Authors:Yinhe Liu, Sunan Shi, Junjue Wang, Yanfei Zhong

In remote sensing imagery analysis, patch-based methods have limitations in capturing information beyond the sliding window. This shortcoming poses a significant challenge in processing complex and variable geo-objects, which results in semantic inconsistency in segmentation results. To address this challenge, we propose a dynamic scale perception framework, named GeoAgent, which adaptively captures appropriate scale context information outside the image patch based on the different geo-objects. In GeoAgent, each image patch’s states are represented by a global thumbnail and a location mask.
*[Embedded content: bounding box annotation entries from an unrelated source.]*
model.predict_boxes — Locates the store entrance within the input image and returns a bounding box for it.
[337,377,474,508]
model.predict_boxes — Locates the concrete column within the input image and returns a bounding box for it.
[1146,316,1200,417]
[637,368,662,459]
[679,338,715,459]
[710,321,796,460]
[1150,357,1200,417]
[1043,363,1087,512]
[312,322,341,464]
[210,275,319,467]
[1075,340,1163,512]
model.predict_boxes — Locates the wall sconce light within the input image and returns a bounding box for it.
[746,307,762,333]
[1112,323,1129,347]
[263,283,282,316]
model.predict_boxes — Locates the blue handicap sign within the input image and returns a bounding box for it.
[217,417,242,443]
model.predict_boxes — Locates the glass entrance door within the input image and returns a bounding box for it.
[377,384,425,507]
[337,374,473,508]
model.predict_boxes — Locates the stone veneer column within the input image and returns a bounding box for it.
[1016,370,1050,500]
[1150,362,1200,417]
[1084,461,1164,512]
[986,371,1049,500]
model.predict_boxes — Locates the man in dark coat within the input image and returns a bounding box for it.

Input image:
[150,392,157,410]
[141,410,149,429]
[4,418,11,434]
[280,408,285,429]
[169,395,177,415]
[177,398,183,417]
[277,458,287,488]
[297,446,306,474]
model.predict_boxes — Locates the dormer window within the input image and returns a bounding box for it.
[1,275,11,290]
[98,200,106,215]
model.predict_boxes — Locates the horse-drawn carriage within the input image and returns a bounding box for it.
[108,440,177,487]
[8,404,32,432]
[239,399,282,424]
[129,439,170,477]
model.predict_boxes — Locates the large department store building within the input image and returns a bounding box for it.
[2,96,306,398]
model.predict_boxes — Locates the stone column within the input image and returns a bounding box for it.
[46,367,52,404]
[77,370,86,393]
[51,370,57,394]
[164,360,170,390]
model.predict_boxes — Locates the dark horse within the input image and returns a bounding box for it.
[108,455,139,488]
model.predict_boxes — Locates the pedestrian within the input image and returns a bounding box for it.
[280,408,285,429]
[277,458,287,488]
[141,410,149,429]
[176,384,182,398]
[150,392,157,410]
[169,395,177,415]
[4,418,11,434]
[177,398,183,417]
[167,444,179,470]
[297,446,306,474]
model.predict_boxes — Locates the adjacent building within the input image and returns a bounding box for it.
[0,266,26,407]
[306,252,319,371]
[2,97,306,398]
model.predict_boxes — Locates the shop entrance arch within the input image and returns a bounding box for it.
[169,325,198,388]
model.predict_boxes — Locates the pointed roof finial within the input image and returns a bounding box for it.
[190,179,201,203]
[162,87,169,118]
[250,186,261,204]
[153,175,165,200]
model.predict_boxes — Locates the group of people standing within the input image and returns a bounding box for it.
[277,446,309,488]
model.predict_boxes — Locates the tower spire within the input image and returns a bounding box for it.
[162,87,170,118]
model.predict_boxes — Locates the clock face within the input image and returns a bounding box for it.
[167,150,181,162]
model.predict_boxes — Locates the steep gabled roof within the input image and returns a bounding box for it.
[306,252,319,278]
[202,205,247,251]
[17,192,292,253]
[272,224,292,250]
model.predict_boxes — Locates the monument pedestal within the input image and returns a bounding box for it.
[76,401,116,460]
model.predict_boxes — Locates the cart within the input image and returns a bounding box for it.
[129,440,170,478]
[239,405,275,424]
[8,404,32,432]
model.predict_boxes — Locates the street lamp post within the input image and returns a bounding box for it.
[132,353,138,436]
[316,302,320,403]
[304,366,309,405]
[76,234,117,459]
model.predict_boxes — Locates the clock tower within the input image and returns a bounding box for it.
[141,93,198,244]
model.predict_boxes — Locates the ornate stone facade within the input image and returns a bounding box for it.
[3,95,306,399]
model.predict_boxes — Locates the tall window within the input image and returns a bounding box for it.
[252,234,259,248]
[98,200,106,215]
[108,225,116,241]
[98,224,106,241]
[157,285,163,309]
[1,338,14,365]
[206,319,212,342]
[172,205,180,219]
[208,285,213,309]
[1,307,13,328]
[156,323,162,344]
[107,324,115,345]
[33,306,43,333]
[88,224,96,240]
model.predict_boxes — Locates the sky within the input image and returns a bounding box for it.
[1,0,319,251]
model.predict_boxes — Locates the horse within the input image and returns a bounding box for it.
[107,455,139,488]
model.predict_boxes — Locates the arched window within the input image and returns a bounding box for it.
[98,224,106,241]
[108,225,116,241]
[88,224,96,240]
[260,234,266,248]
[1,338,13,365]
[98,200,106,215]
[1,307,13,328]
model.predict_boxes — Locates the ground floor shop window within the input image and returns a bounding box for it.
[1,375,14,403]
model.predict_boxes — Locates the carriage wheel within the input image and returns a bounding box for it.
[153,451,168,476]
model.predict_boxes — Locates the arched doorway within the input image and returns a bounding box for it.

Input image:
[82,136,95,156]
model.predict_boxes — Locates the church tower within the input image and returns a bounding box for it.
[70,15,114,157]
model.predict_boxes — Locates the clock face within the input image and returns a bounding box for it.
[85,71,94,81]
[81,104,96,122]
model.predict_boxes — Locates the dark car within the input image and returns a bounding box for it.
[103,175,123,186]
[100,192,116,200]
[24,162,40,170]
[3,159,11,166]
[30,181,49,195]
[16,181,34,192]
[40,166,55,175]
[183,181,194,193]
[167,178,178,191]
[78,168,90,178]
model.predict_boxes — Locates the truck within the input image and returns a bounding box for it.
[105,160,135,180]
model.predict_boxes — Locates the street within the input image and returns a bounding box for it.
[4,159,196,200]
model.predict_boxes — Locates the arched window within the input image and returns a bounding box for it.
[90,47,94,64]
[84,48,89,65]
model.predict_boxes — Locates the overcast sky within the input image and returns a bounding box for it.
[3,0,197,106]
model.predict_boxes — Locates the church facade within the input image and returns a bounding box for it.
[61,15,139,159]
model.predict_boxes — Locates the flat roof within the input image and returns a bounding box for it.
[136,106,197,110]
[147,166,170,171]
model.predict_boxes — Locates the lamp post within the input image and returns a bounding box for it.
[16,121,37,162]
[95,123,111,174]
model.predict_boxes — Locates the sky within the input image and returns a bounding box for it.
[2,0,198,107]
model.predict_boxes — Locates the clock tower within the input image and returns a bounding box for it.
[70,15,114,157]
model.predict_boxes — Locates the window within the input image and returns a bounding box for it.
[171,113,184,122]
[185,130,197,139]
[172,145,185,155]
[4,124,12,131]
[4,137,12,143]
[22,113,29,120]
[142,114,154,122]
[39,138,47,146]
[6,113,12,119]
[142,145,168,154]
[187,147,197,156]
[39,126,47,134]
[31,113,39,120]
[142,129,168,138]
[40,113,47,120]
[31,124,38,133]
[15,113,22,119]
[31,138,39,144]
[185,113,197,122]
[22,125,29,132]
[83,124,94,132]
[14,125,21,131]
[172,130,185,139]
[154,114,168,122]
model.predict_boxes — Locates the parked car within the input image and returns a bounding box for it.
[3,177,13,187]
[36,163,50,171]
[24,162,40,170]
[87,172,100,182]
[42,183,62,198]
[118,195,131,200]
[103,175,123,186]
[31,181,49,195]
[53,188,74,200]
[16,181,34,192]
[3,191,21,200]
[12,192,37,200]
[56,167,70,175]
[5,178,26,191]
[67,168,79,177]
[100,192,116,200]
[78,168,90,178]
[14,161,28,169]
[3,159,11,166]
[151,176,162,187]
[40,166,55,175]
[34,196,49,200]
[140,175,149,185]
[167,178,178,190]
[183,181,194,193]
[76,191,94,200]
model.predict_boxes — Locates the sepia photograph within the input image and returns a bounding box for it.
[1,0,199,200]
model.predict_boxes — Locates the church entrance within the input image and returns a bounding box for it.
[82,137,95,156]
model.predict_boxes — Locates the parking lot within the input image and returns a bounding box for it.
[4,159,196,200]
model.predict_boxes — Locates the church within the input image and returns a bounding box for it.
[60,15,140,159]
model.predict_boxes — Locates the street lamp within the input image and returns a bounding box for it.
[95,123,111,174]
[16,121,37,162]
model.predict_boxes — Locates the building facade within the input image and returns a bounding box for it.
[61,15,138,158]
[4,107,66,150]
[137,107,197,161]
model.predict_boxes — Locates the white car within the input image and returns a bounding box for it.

The global thumbnail provides context beyond the patch, and the location mask guides the perceived spatial relationships. The scale-selection actions are performed through a Scale Control Agent (SCA). A feature indexing module is proposed to enhance the ability of the agent to distinguish the current image patch’s location. The action switches the patch scale and context branch of a dual-branch segmentation network that extracts and fuses the features of multi-scale patches. The GeoAgent adjusts the network parameters to perform the appropriate scale-selection action based on the reward received for the selected scale. The experimental results, using two publicly available datasets and our newly constructed dataset WUSU, demonstrate that GeoAgent outperforms previous segmentation methods, particularly for large-scale mapping applications.